Ma poi di commovente non ha proprio nulla, semmai di straziante e violento, ma lo strazio delle povere mucche lo vediamo solo noi.
Sì, ha vinto parecchi premi e molte testate giornalistiche importanti lo hanno acclamato come capolavoro.
Dietro c’è proprio l’intento di fare propaganda, il regista è figlio di allevatori.
Unica nota positiva: a Roma è stato poco distribuito, lo davano solo in una sala.
Come per ogni cosa chi ha deciso di intraprendere un’esistenza compassionevole ed empatica vede la realtà da una prospettiva diversa: ciò che per i più è bello e commovente, per noi appare per ciò che in realtà è per chi subisce il nostro potere: triste e crudele.
Ecco un link con parecchie recensioni http://www.comitati-cittadini.org/2018/03/petit-paysan-%E2%80%93-un-eroe-singolare-film-in-prima-visione-nazionale-da-sabato-24-a-lunedi-26-marzo-al-cinema-excelsior-di-falconara-marittima/
E’ grottesco leggere ovunque che è un film in cui emerge l’amore per gli animali. Ovviamente è stato giudicato un capolavoro anche da Slow Food, grande amante degli animali!
Spero che questo film non dia origine a una lunga serie di nefandezze cinematografiche trasferendo sul grande schermo ciò che sta avvenendo sempre più insistentemente negli spot pubblicitari col proliferare di fattorie idilliache, bianchi mulini, massaggi per mucche, Lola e Rosita… E’ un quadro dell’orrore mascherato benissimo. Oltre ai disgraziati animali, i bambini e le bambine sono vittime eccellenti di queste bugie degli adulti.
Slow Food, capirai… sono i primi ad aver sdoganato il falso concetto di “carne felice”.
Spero anche io che il cinema non si faccia promotore di questi messaggi fuorvianti sul “benessere animale” e sul buon allevatore che ama i “suoi” animali, come se non bastassero le già tanto insidiose pubblicità.
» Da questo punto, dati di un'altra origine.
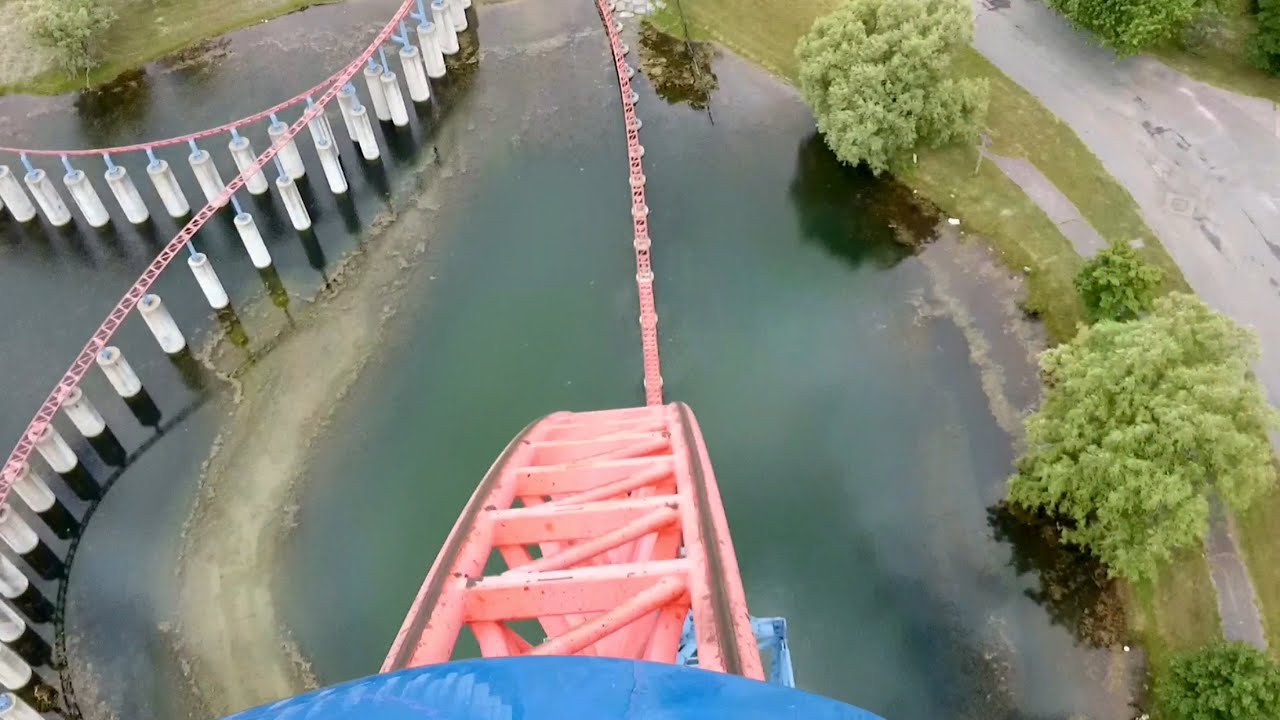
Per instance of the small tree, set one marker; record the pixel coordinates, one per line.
(1265, 44)
(1142, 422)
(71, 28)
(1220, 682)
(877, 74)
(1132, 26)
(1118, 285)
Complimenti, Rita. Un’analisi reale e scevra da condizionamenti. Peccato constatare quanto ancora sia lontano il concetto di antispecismo. Dall’ideatore del film a chi lo ha premiato. Patience.
Grazie Lina.
Purtroppo sì, siamo ancora molto lontani dal far comprendere che gli altri animali sono individui da rispettare e non da usare per i nostri interessi.
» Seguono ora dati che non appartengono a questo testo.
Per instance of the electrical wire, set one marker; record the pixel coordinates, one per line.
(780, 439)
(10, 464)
Peggio: il film in questione è subdolamente e volontariamente specista
Qualche anno fa provavo fastidio per chi considera gli animali inferiori a noi, per chi li sfrutta, per chi li maltratta e via elencando.
Più passa il tempo, più cresce accanto a questo fastidio, quello di chi dice di amare gli animali e poi fa loro ciò che sappiamo.
Gli allevatori sono dei campioni in questo. Forse sono i migliori. I programmi televisivi su agricoltura e allevamento, come molti spot, presentano queste figure umane che trasudano di amore per i loro animali e anche chi non è allevatore crede alle frottole che raccontano.
Questa mistificazione mi fa uscire pazza perché è pericolosissima.
Ovviamente gli allevatori sono in buona compagnia del fantino che ama il suo cavallo, del vivisettore che ama il topolino, del cacciatore che ama il canto degli uccelli, del pescatore che ama il mare, del torero che ama il toro eccetera.
E’ una battaglia dura da combattere perché bisogna farla in questa colata di amore e i cattivoni siamo noi che portiamo odio.